Rothie, who shot the film in Nepal, spent his teenage years living in India and the Philippines. He used his unique appreciation for those countries and cultures to inspire his representation of Orwell’s description of what was then colonial Burma.

“Growing up in third world countries and experiencing the kind of life Orwell describes in his stories gave me an understanding of the fragmented experience people face when they are outsiders in a world they don’t belong to,” Rothie said.

His first professional project

An Orwell fan while growing up, Rothie could not believe someone had not already translated the piece into film. After playing professional squash for a few years after graduating from the Bryan Singer Division of Cinema & Media Studies, Rothie knew he wanted to turn the material into his first project.

It took the filmmaker about a year of reaching out to various contacts to secure the rights to the essay. He finally connected with both Orwell’s estate and son, Richard Blair, who were receptive to the idea.

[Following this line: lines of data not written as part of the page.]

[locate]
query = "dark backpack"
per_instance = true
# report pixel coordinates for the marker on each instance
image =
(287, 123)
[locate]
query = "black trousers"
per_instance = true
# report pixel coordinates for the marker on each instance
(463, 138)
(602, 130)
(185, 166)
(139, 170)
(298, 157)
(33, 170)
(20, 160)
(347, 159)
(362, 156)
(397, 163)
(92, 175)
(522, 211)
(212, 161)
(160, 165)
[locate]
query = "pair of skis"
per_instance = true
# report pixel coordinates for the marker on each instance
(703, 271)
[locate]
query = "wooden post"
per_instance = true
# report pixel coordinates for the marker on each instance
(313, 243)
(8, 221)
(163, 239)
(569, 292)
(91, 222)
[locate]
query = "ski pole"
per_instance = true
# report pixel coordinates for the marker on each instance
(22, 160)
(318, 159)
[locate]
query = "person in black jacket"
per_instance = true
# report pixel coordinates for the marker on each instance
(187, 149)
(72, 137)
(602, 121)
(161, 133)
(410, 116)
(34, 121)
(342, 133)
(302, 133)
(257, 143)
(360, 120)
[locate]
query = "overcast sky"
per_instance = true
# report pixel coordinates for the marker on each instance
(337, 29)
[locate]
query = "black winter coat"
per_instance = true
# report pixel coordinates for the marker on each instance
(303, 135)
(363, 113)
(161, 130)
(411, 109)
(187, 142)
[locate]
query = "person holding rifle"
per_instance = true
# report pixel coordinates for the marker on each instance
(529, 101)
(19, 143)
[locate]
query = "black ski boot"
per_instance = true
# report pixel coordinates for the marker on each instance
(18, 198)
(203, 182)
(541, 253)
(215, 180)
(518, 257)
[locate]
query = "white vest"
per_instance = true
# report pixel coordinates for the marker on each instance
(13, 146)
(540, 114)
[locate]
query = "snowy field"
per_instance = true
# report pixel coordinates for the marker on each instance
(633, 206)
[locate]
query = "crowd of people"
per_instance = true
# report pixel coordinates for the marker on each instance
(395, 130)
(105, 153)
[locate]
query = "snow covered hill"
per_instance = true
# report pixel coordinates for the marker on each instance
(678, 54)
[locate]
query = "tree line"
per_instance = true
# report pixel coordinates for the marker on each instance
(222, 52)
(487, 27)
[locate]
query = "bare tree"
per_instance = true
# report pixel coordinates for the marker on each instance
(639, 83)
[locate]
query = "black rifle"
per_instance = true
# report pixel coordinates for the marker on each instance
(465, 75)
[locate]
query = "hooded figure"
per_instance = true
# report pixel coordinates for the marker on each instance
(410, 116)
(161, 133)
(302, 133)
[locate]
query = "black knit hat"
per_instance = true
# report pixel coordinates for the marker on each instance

“They were both extremely supportive but also protective of the work; they had very strict guidelines on what could and could not be done,” Rothie said. “We luckily had similar artistic interest in the project. It was restricted but gave me certain parameters that finally allowed me to make the film.”

When Rothie realized the film was too big to take on alone, he reached out to Oscar-nominated writer Alec Sokolow (Toy Story), whom he had done research for throughout college and had kept in touch with ever since. Sokolow shared a similar passion for the Orwell story, which some scholars believe is based on the writer’s own experiences in Burma (now known as Myanmar), and the two became partners in re-creating the writer’s account.

Man versus elephant

The collaborators began production in May 2014 with actor Barry Sloane (Revenge) as the young protagonist enlisted to kill an aggressive elephant.

Rothie and his team anticipated an eight-day production schedule, but were limited to only three and a half days of shooting due to bad weather. Between using a production crew of predominantly Nepalese, working in a rural area that had never been documented and casting a pachyderm in a key role, Rothie’s experience was beyond anything he could have anticipated.

It was a huge learning experience for me on how to make movies.

Juan Pablo Rothie

“It was a huge learning experience for me on how to make movies,” he said. “It’s not necessarily what you want to do, but [a lesson in] working with the tools you have.”

While Rothie and his cinematographer had a prior understanding of working in the developing world, it was uncharted territory for their lead actor. Rothie said the unfamiliar location made Sloane’s performance raw, encompassing the emotion and integrity of Orwell’s original piece.

“He was acting what he was experiencing,” Rothie said. “He had actually become the outsider to a foreign place.”

A relatable tale

Rothie believes Orwell’s story, about an English police officer who does the job against his better judgment, is enduring and relatable because it questions the compromising positions humans constantly find themselves in and the impulses they follow to avoid looking foolish.

Though the piece is originally set during a time of colonialism, Rothie said it can easily be translated and applied to “any time egos are in the way and people feel the need to use violence as a solution.”

Rothie and Sokolow are eager to screen their film at Tribeca, having shown it at smaller film festivals like the Savannah Film Festival, where it won best historical short. The duo has already begun working on another project, which they hope to pitch during their time in New York.

Rothie is grateful for the success of this film that started with a risky idea he only dreamed of accomplishing.

“Tribeca is the perfect platform for our film,” he said. “Their stories really call to me and Alec, and I have been charged to bring our story there from the start.”